Como ya
comentaba la semana pasada, la tercera y probablemente última entrega de
esta ya saga, “Bad boys for life”, ha sufrido varios retrasos, e incluso rumores
de que no llegaría a hacerse. Los motivos han sido, por un lado, las apretadas
agendas de sus integrantes, especialmente de Will Smith. Y la
diferencia de criterio en cuanto al guion, que sufrió varias reescrituras.
Pero vamos,
problemas muy similares a los de esta primera parte, que sorpresivamente se
convirtió en uno de los éxitos de los noventa, más en cuanto a fama que a
dinero, aunque por ahí tampoco le fue mal. Pero el caso es que contó con
numerosos problemas. Supuso el debut de Bay en la dirección y casi supone
también su final, de propias palabras del cineasta. Seguramente es una exageración,
pero no fueron pocas las veces que Michael Bay manifestó su disconformidad con
el resultado final.
Por no decir
que acabó hasta las narices de sus dos actores protagonistas y confesó en
varias entrevistas lo incómodo que había sido el rodaje. Y eso que tanto Will
Smith (que también debutaba en la gran pantalla) como Martin Lawrence, no tenían
ni mucho menos el rango de estrellas. Y que Bay, que se consideraba hombre de
la casa, no era muy dado a hacer quejas públicas y prefería lavar los trapos
sucios en privado.
Cuando digo
de la casa me refiero a la factoría Simpson/ Bruckheimer. Don Simpson (éste
ya fallecido) y Jerry Bruckheimer formaron una sociedad como productores de películas
de corte comercial. Por ejemplo, venían de producir “Top Gun”, “Super detective
en Hollywood” (otra buddy-movie) o “Días de trueno”. Y siempre apostaban por directores jóvenes
provenientes del campo de la publicidad, el videoclip o la televisión.
Algunos daban
buen resultado, y otros no se volvía a saber de ellos. Michael Bay encajaba
perfectamente en el perfil y a la postre se ha convertido en uno de sus mejores
productos. Un director de los que más les gusta a los eruditos del Séptimo Arte
criticar, pero cuya rentabilidad en la taquilla está fuera de toda duda, lo que
le valió el apelativo que ya tuvo el propio Steven Spielberg, el Rey Midas.
Para muestra
un botón, o mejor dicho, varios. Ahí están “La roca”, “Armaggedon” “Pearl
Harbour” “La isla” o la saga “Transformers”. Aunque cuando se pone serio
también hace películas resultonas con presupuestos poco holgados. Como “Dolor y dinero” y “13 horas, los soldados secretos de Bengasi”. Pero concretamente en su primera película llegó a poner
dinero de su propio bolsillo.
El caso es
que en ella ya se planteaban directrices del que sería y es, su estilo personal,
como es el uso de la cámara lenta, la estética de videoclip, un agudo sentido
del espectáculo y bastantes dosis de comedia. Suya fue la apuesta por Will
Smith después de verle en la serie en que se dio a conocer “El príncipe de Bel Air”.

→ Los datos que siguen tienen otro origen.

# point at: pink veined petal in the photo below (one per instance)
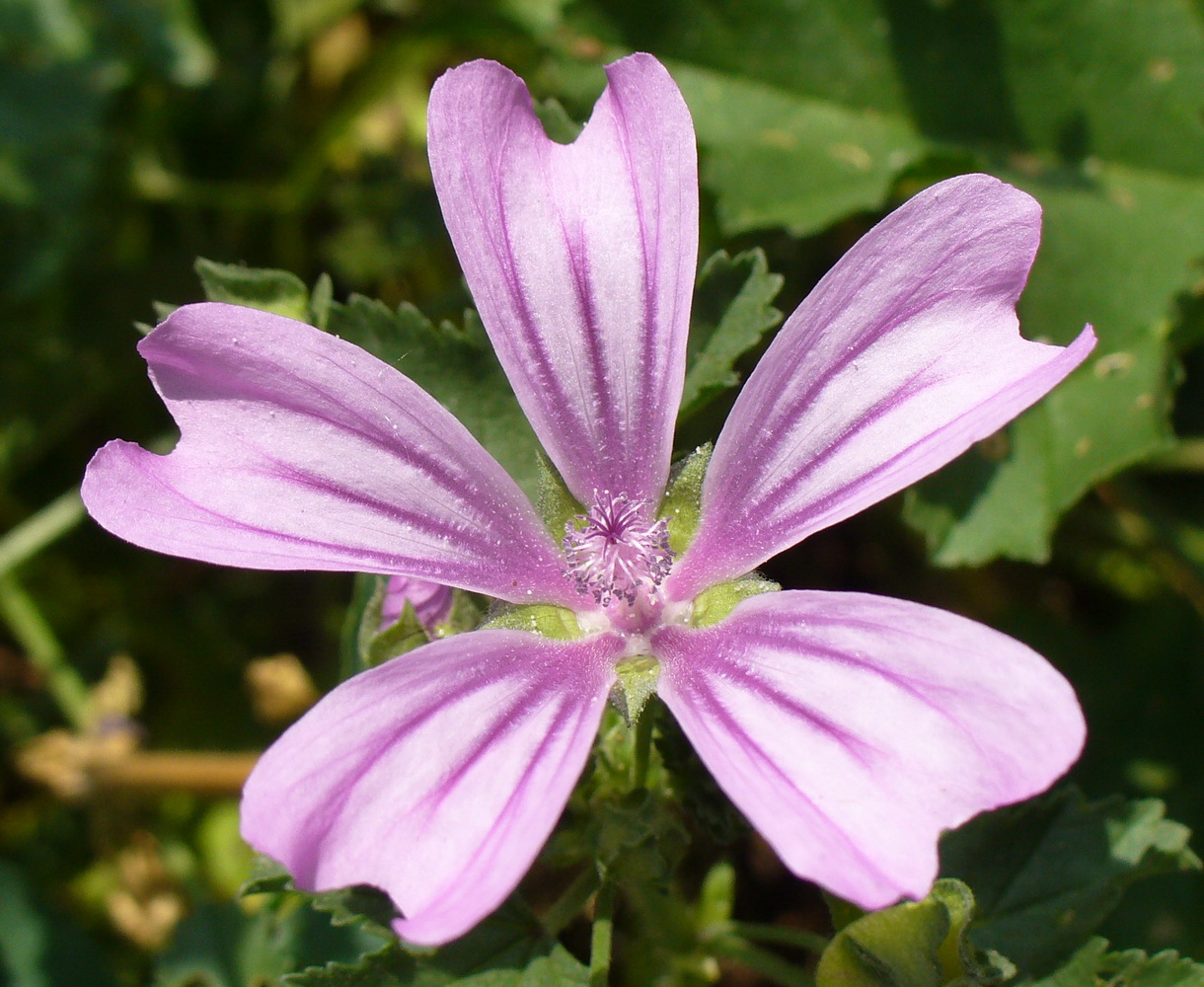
(580, 259)
(852, 729)
(903, 355)
(436, 777)
(300, 450)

Por cierto, ambiente parecido del que provenía el otro coprotagonista, Martin
Lawrence.
Y es que la
idea era no gastar más de lo debido en el reparto, al menos en estrellas, porque
el presupuesto iba a ser modesto. De hecho, fue solo de 23 millones de dólares.
Pero la pareja protagonista funcionó a la perfección, con una química brutal,
que reforzó la idea de buddy-movie. Los acompañaban secundarios para nada desconocidos,
pero tampoco de grandes sueldos, como Tea Leoni, Tcheky Karyo, Joe Pantoliano y
Marg Helgenberger.
Las criíicas
no fueron malas, destacando su nivel de comedia. Recaudó 140 millones en
taquilla. La segunda parte se planteó mucho más espectacular, gastando 130
millones y consiguiendo 270 de vuelta. En el reparto se incluyeron secundarios más
conocidos como Peter Stormare, Michael Shannon o el propio Jordi Mollá.